As part of routine care in the MICU, nursing staff obtained capillary BG values every 4 hours. The ideal BG range for this study was 140 to 180 mg/dL; however, BG values from 100 to 180 mg/dL were considered acceptable. Typically, reductions in insulin dosage did not occur in patients with a BG level of 100 to 140 mg/dL. MICU pharmacists monitored BG values and collaborated with diabetes coordinators to appropriately initiate and adjust patients’ insulin regimens each morning. Insulin regimens included basal insulin, sliding-scale insulin, and tube-feed insulin coverage (administered every 4 hours). When patients had orders for both sliding-scale and tube-feed insulin, a nurse would obtain a capillary BG sample prior to administration. Based on the result, the sliding-scale dose would be added to the scheduled tube-feed insulin in the same syringe. In the event of a BG value less than 70 mg/dL, nurses were authorized to administer 25 g of a 50% dextrose IV solution to the patient.

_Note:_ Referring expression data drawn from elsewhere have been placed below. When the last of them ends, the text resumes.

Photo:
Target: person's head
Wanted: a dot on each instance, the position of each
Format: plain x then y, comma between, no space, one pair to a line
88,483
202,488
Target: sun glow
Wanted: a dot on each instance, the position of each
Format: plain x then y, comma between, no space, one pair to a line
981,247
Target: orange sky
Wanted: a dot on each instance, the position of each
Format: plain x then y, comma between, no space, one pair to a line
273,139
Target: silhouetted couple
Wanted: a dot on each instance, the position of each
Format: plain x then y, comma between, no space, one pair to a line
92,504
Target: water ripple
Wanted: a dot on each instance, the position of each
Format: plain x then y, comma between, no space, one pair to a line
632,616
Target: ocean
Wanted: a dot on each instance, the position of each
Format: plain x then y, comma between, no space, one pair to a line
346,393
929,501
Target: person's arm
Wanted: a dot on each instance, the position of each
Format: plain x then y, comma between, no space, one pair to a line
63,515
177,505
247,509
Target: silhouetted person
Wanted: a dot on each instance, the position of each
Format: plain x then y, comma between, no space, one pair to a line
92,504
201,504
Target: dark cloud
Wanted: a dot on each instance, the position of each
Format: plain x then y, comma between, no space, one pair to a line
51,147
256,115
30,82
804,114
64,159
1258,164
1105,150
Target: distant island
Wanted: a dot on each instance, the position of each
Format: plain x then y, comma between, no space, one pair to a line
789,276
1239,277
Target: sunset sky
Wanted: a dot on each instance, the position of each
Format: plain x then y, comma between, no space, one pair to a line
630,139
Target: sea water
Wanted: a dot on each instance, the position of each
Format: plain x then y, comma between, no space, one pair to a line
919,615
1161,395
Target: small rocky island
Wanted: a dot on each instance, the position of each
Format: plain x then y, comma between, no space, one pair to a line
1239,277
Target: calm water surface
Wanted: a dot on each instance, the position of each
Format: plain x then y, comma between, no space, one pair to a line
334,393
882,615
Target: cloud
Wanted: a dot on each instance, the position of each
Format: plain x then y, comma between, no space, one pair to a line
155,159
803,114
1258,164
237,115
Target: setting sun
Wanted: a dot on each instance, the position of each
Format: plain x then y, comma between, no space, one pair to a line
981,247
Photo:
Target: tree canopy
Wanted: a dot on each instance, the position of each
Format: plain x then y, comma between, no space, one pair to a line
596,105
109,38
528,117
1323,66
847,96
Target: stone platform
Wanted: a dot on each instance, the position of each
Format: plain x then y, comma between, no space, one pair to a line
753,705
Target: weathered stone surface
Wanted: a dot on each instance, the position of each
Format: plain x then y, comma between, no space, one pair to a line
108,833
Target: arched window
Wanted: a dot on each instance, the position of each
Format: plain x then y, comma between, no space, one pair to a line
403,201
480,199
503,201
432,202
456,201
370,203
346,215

Diabetes coordinators would leave a daily chart note with their recommendations for insulin adjustments and frequently reach out to the MICU pharmacists for further discussion regarding insulin management. Ultimately, adjusting insulin regimens was at the discretion of the MICU pharmacist. Following any insulin regimen adjustments, MICU pharmacists would document their interventions in a daily progress and intervention note within each patient’s electronic health record.

Intervention

Preintervention data were collected from July 2022 through January 2023. Regarding glucose management, patients in the preintervention group were treated with conventional methods, primarily physician-led management with or without input from diabetes coordinators or pharmacists. Postintervention data were collected from August 1, 2023, through February 16, 2024. Patients in the postintervention group were treated with the pharmacist-managed insulin protocol in collaboration with diabetes coordinators.

Outcome Measures

The primary outcome was sustained BG control, defined as at least 3 capillary BG readings of 100 to 180 mg/dL in a 24-hour period. The main secondary outcome was time to BG control. Other secondary outcomes included percentage of BG levels from 140 to 180 mg/dL and 100 to 180 mg/dL after initial BG control was achieved, MICU length of stay, time on mechanical ventilation, incidence of acute kidney injury, and transition rate from subcutaneous (SQ) to IV insulin. Safety outcomes included pre–hypoglycemic events and hypoglycemic events (BG level of 70-100 mg/dL and < 70 mg/dL, respectively) and the need for treatment of hypoglycemic events.

Analyses

To achieve 80% power at a 1-sided α level of .05, a total of 50 patients were required in each group. All outcomes followed intention-to-treat principles. We calculated the primary outcome (percentage of patients achieving BG control) using the χ2 test. The main secondary outcome (time to BG control) was calculated using a log-rank test. We used the Wilcoxon rank sum test to evaluate all other secondary outcomes except the incidence of acute kidney injury and the rate of treatment for hypoglycemic events, for which we employed the χ2 test. All analyses were performed with Stata 15.1 (StataCorp LLC).

Results

Sample Characteristics

The characteristics of the patients (Table 1) were evenly distributed between groups, except for vasopressor use greater than 24 hours (41.8% in the preintervention group vs 78.1% in the postintervention group; P = .001). At screening, 59.5% of patients in the preintervention group and 75.0% of patients in the postintervention group had a diagnosis of diabetes mellitus, with a mean hemoglobin A_1C level of 7.2%. Additionally, 53.2% of patients in the preintervention group and 43.8% in the postintervention group received systemic corticosteroids.

Outcomes

The primary outcome of sustained BG control occurred in 59 patients (74.7%) in the preintervention group and 30 patients (93.8%) in the postintervention group (risk ratio, 1.26; 95% CI, 1.07-1.47; P = .023) (Table 2). For the main secondary outcome of time to BG control, the median (IQR) was 39.9 (24.0-81.3) hours in the preintervention group and 30.8 (16.8-41.2) hours in the postintervention group (P = .001) (Table 2; Figure 2).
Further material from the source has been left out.